One of the most significant art copyright cases of recent decades has been settled.
Court documents filed today in the U.S. Southern District Court of New York state that Richard Prince and his gallery, Gagosian, are free of any claim of copyright infringement from French photographer Patrick Cariou.
"Richard is pleased to have settled the case," Prince's counsel, Joshua Schiller, of New York firm Boies Schiller Flexner, told A.i.A. by phone today. "We think that the Second Circuit decision is important, and it will protect artists, who can use as raw ingredients other works of art in creating new expression."
The case concerns Prince's "Canal Zone" series of paintings (2008), which incorporated photographs by Cariou from his 2000 book Yes, Rasta (Powerhouse) for a show at Gagosian Gallery. In 2009 Cariou brought a copyright infringement suit against Prince, Gagosian Gallery, Lawrence Gagosian and catalogue publisher Rizzoli. In March 2011, U.S. District judge Deborah Batts ruled against Prince and ordered the defendants to destroy remaining copies of the catalogue and unsold paintings that make use of Cariou's photographs.
That decision was largely overturned on appeal in April 2013, with the exception of five paintings that, the court concluded, must be reevaluated for claims of fair use.

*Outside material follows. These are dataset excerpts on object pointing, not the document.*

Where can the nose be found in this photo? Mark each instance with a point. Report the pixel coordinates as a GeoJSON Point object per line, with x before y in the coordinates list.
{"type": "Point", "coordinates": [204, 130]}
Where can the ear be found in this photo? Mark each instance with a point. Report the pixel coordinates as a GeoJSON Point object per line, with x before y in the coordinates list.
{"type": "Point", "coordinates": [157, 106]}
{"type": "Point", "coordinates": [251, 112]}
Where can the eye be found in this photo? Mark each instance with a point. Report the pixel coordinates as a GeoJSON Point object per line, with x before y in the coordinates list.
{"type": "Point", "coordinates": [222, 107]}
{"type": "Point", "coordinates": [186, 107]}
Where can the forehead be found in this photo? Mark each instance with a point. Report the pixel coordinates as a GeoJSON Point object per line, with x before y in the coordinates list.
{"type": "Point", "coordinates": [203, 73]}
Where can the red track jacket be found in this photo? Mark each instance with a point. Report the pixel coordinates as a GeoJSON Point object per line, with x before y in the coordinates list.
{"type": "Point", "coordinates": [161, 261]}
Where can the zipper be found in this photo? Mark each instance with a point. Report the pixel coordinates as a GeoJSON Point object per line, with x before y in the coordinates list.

Some viewed the terms of the settlement as a vindication for Prince and other artists who borrow imagery.
"The plain language of the stipulation seems to indicate that the fair use principles that we believe are important to artists engaged in the transformative use of existing images were upheld even in the context of a settlement," Michael Straus, chairman of the board of the Andy Warhol Foundation for the Visual Arts, told A.i.A. by phone today.
He added, "The bottom line is that there are not and cannot be any claims of copyright infringement against Mr. Prince based on his use of Mr. Cariou's imagery."
The Warhol Foundation, along with the Robert Rauschenberg Foundation, filed a brief in the case in October 2013, siding with Prince. Their argument: the intellectual content and aesthetic meaning of works of art are not always visible to the naked eye without art-historical context. Their brief suggested that art historians, curators and other experts should have a say in the case.
The settlement of the case leaves those in the copyright law field without precedents that might have been set had the case continued.
"Out of the 30 works, 25 were found to be fair use and five were sent back to the lower court for re-arguing," New York attorney Sergio Muñoz Sarmiento told A.i.A. by phone. "The judges at the Second Circuit court decided that the case would hinge on whether a reasonable observer would find Prince's works to have been transformative, and thus protected under fair use law. The question remains, who is a ‘reasonable observer?'"
"It's unfortunate that we'll never know how the case would have been fully resolved," Amy Goldrich, of New York's Cahill Partners, told A.i.A. in an e-mail, "and I can see how those whose work may be sources for appropriation will likely be disappointed by this outcome, but there's a lot more clarity now on how fair use applies. That additional clarity for artists is a good thing."